The legal researcher Dmytro Lyushenko advocates for a new approach to handling digital assets, which requires a complete transformation of existing legal frameworks that govern digital ownership. Lyushenko defines digital heritage through his research, which establishes this concept as a collection of digital assets and data that maintain legal value beyond a person’s death. 

The definition of digital heritage includes all personal digital materials that people create through their online activities, including email records, social media accounts, and digital agreements. For Lyushenko, digital heritage serves as an academic concept that enables lawyers to examine traditional legal systems through a new perspective. 

He believes that existing legal systems operate under physical property rules, but they need to evolve faster because digital assets exist outside physical dimensions. The United States uses laws such as the Revised Uniform Fiduciary Access to Digital Assets Act RUFADAA to grant digital asset access rights to fiduciaries. However, platform-specific policies create practical barriers that prevent heirs from using their digital asset rights.

Why Existing Regulation Falls Short

RUFADAA

According to Lyushenko, the national framework of RUFADAA operates only as a partial solution that forms one section within a much wider problem. Traditional estate law systems encounter their first failure because people who die without digital assets tend to own property stored on platforms that operate outside the estate’s jurisdiction. Heirs possess legal rights to digital assets, but they face challenges in obtaining those digital assets because they lack technical knowledge and access to the necessary procedures.

Functional Classification of Digital Assets

Dmytro Lyushenko

The analytical framework developed by Dmytro Lyushenko depends on a system that classifies digital assets into two categories, which include proprietary digital assets and non-proprietary digital assets. 

The category of proprietary assets contains all assets that hold economic value, while non-proprietary assets include personal information and social interaction data. The distinction matters to him because legal frameworks that apply to physical property rights do not properly fit digital objects, which possess inherent privacy protection but do not have clear economic value.

Unified legal frameworks

Lyushenko’s research does not require different regions to adopt identical legal systems.
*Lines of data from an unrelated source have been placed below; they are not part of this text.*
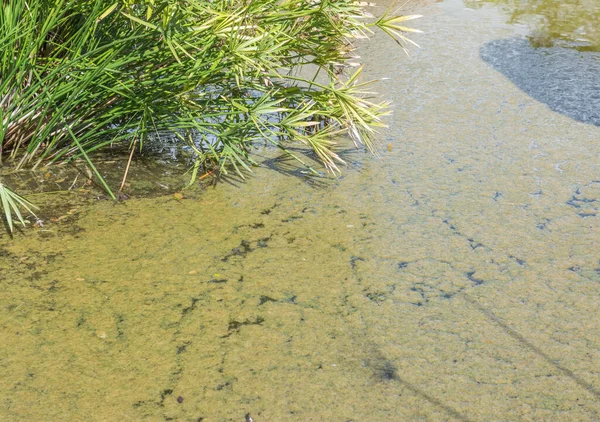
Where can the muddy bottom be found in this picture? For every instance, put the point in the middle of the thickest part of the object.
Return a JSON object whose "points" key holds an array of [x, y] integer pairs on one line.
{"points": [[454, 277]]}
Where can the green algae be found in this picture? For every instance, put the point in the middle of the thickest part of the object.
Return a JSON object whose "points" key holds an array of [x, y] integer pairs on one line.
{"points": [[455, 277]]}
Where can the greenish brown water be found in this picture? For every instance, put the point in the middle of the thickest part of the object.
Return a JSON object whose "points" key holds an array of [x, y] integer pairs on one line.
{"points": [[455, 277]]}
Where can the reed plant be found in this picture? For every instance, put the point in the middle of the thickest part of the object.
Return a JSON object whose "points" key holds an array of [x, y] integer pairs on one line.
{"points": [[77, 76]]}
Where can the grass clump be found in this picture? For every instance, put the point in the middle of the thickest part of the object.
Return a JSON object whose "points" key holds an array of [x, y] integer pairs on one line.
{"points": [[80, 75]]}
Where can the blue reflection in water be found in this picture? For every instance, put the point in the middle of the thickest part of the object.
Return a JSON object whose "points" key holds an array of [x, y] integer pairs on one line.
{"points": [[566, 80]]}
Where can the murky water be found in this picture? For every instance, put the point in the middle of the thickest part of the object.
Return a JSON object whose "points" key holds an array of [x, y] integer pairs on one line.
{"points": [[455, 277]]}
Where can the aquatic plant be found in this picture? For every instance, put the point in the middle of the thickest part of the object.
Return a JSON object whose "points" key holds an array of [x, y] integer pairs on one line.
{"points": [[80, 75]]}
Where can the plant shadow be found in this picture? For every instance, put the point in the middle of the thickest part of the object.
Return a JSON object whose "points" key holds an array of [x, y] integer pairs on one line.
{"points": [[566, 80]]}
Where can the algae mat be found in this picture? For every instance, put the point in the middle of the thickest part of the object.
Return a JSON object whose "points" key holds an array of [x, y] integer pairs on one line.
{"points": [[455, 277]]}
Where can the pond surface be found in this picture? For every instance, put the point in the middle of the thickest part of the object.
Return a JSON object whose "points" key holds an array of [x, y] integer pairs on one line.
{"points": [[454, 277]]}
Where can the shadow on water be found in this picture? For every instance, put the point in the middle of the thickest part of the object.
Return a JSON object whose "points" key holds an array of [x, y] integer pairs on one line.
{"points": [[566, 80]]}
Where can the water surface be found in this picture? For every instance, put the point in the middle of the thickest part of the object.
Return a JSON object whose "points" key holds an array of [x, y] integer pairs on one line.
{"points": [[455, 277]]}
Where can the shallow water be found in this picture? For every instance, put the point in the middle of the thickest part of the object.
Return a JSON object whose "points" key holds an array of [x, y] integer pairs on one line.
{"points": [[455, 277]]}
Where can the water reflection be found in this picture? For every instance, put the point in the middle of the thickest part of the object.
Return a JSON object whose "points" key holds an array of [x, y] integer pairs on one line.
{"points": [[572, 23], [566, 80]]}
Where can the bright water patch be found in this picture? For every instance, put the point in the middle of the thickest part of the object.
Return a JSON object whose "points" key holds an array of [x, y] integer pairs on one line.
{"points": [[455, 277]]}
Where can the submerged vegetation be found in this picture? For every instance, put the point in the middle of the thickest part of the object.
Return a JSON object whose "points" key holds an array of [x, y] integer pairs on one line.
{"points": [[574, 23], [77, 76]]}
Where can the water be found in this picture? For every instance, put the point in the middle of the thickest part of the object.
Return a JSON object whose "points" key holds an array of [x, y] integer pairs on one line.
{"points": [[455, 277]]}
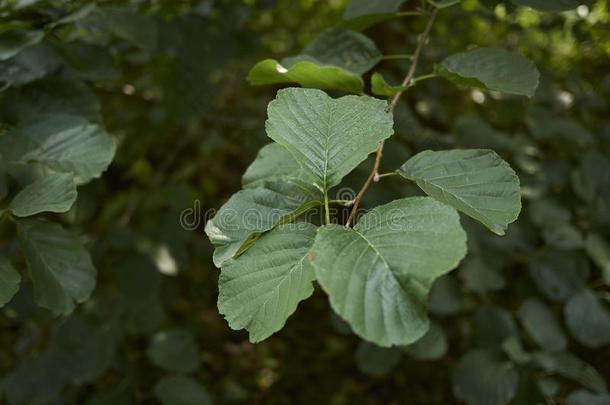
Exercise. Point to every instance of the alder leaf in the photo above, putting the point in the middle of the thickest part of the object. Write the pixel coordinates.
(174, 350)
(349, 50)
(250, 212)
(379, 273)
(178, 389)
(260, 289)
(274, 163)
(361, 14)
(58, 264)
(475, 181)
(61, 143)
(334, 59)
(485, 377)
(380, 87)
(13, 41)
(53, 193)
(588, 319)
(306, 73)
(328, 137)
(9, 281)
(492, 69)
(542, 326)
(599, 251)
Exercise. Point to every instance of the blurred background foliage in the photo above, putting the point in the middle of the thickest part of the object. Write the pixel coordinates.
(167, 80)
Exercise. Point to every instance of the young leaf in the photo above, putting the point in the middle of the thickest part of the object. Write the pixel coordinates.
(139, 29)
(443, 3)
(588, 319)
(9, 281)
(379, 273)
(542, 326)
(475, 181)
(178, 389)
(306, 73)
(328, 137)
(583, 397)
(346, 49)
(260, 289)
(380, 87)
(273, 162)
(548, 5)
(484, 377)
(174, 350)
(494, 326)
(492, 69)
(13, 41)
(58, 264)
(432, 346)
(53, 193)
(599, 251)
(250, 212)
(376, 361)
(361, 14)
(62, 143)
(28, 65)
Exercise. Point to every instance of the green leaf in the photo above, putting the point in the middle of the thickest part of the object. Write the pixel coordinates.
(475, 181)
(494, 326)
(346, 49)
(53, 193)
(274, 163)
(61, 143)
(307, 74)
(588, 319)
(380, 87)
(14, 40)
(484, 377)
(361, 14)
(582, 397)
(174, 350)
(250, 212)
(181, 390)
(379, 273)
(328, 137)
(542, 326)
(599, 251)
(559, 274)
(58, 264)
(376, 361)
(124, 23)
(443, 3)
(9, 281)
(260, 289)
(432, 346)
(492, 69)
(569, 366)
(548, 5)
He supports the development of basic shared standards that different jurisdictions can use to create their own legal systems while maintaining their independent rights. 
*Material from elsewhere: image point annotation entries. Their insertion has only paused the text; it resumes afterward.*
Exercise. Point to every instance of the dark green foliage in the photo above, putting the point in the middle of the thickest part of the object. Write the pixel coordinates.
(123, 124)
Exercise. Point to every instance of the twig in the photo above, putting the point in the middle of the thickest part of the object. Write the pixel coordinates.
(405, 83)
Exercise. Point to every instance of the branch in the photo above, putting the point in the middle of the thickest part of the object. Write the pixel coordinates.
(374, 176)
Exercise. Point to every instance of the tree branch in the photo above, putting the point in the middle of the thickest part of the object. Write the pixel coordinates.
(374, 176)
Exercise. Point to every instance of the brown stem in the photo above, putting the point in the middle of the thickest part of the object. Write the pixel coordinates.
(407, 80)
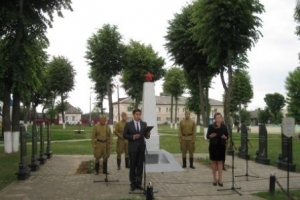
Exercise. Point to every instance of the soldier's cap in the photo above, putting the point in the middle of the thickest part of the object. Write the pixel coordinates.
(103, 117)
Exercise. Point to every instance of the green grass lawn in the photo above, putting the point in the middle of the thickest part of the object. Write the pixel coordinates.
(168, 141)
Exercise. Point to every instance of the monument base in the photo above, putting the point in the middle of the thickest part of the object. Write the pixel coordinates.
(284, 166)
(161, 161)
(23, 174)
(42, 159)
(263, 161)
(243, 155)
(48, 154)
(34, 166)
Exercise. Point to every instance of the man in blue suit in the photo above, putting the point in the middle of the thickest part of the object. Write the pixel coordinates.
(134, 132)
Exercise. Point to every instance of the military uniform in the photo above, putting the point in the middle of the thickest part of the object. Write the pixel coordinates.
(102, 140)
(187, 138)
(122, 144)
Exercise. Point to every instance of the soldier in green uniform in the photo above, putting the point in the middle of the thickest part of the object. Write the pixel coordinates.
(122, 144)
(102, 141)
(187, 138)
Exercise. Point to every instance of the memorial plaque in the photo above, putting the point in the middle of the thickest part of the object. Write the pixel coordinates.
(285, 159)
(243, 150)
(262, 152)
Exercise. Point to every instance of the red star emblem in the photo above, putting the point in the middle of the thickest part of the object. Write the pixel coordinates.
(149, 77)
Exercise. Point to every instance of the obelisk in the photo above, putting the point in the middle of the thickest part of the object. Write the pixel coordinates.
(149, 112)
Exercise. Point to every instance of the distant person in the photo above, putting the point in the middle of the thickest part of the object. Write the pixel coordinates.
(217, 134)
(122, 144)
(187, 138)
(134, 133)
(102, 142)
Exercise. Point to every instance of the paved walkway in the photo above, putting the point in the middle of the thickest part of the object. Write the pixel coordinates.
(57, 180)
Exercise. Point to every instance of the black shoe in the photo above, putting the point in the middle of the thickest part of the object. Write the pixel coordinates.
(132, 188)
(220, 184)
(140, 187)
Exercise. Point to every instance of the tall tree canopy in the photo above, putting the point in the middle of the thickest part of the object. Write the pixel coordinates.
(227, 29)
(106, 57)
(141, 59)
(61, 80)
(275, 103)
(292, 85)
(188, 53)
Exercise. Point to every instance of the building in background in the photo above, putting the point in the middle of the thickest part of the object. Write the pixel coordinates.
(163, 108)
(72, 116)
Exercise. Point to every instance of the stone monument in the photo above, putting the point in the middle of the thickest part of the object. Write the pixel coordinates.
(157, 160)
(243, 150)
(285, 159)
(262, 152)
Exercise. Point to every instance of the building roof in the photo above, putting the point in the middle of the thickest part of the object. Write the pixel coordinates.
(72, 110)
(166, 100)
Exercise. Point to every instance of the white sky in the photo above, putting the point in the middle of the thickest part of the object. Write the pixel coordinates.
(270, 61)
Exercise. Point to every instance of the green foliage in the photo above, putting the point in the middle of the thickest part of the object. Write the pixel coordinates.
(227, 29)
(242, 89)
(264, 116)
(141, 59)
(292, 85)
(187, 52)
(106, 56)
(297, 17)
(275, 102)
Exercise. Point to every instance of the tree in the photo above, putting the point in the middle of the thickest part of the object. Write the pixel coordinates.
(292, 85)
(61, 80)
(242, 91)
(275, 102)
(227, 30)
(264, 116)
(106, 57)
(23, 26)
(141, 59)
(188, 53)
(174, 85)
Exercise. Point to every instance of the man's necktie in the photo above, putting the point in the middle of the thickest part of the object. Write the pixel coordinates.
(137, 127)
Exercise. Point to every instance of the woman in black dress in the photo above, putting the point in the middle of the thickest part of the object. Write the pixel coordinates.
(217, 134)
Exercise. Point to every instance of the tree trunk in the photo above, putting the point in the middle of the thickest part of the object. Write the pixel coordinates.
(7, 119)
(63, 111)
(203, 101)
(16, 121)
(171, 114)
(176, 100)
(110, 105)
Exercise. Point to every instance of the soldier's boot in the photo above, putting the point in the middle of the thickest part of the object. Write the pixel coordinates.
(192, 163)
(105, 167)
(127, 162)
(183, 162)
(96, 168)
(224, 165)
(119, 163)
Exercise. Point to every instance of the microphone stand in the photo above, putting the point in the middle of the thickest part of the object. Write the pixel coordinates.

The standards will establish shared language resources that will define how to identify assets and which procedures to follow when determining an heir’s entitlement to digital property rights. The absence of this fundamental agreement will result in multiple legal systems, which will generate conflicting results that disadvantage heirs and fiduciaries.

Technology’s Role and Its Limitations

Blockchain technology

Lyushenko acknowledges that blockchain and smart contracts hold significant importance in the digital asset industry, yet he believes that technology can help create solutions, but needs clear legal systems for complete effectiveness. 
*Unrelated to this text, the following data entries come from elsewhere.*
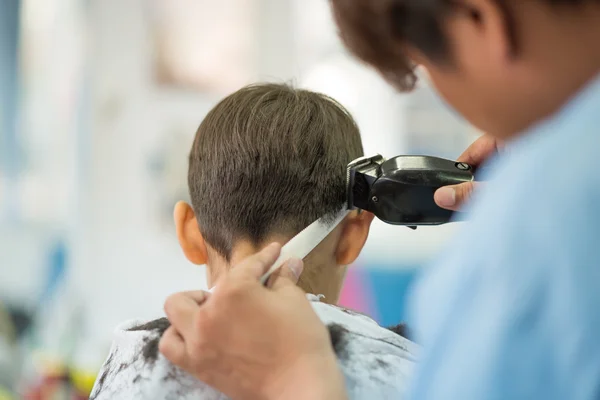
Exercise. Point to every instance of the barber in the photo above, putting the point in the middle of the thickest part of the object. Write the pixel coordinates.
(511, 311)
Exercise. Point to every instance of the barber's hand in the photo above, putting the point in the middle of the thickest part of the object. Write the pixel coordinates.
(252, 342)
(454, 197)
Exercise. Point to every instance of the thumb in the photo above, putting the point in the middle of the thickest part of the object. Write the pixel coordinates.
(287, 275)
(454, 197)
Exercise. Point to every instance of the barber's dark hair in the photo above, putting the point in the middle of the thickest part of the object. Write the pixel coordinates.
(375, 31)
(269, 159)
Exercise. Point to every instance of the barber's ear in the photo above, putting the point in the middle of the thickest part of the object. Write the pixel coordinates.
(355, 230)
(188, 233)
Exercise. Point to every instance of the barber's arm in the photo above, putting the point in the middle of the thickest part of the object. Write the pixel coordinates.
(253, 342)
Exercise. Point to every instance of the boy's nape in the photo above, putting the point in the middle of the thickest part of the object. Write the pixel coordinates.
(267, 161)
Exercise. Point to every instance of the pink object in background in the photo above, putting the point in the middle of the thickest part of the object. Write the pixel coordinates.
(356, 293)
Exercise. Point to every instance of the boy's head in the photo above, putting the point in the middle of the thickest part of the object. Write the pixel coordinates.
(503, 64)
(266, 162)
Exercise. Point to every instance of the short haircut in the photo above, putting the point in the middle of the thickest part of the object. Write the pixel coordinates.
(269, 159)
(376, 30)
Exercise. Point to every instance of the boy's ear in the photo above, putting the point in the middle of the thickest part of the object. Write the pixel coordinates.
(188, 233)
(354, 235)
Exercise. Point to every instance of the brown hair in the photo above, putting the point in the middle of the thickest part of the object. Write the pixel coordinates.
(269, 159)
(376, 30)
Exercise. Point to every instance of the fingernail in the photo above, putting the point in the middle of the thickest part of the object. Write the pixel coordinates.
(296, 266)
(273, 246)
(446, 197)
The value of blockchain technology, which enables asset recording and smart contract development through its asset transfer capabilities, becomes effective when used within established legal frameworks that specify binding rights and obligations. Technological solutions can only produce results that function within particular platforms or specialized applications because there exists no legal framework to back them.

Engagement With U.S. Regulators

The SEC

Lyushenko submitted written comments to the U.S. Securities and Exchange Commission (SEC) in November 2025 through the Crypto Task Force consultation process, which served as an important link between his academic research and his work with regulatory bodies. 

His submission demonstrated the necessity for foundational regulations that would govern digital heritage as part of the complete framework that controls digital assets, especially concerning custody and fiduciary responsibilities. The standardization of inheritance scenarios as elements of digital asset regulation would enable Lyushenko to enhance the strength and openness of existing custodial and fiduciary systems, according to his argument.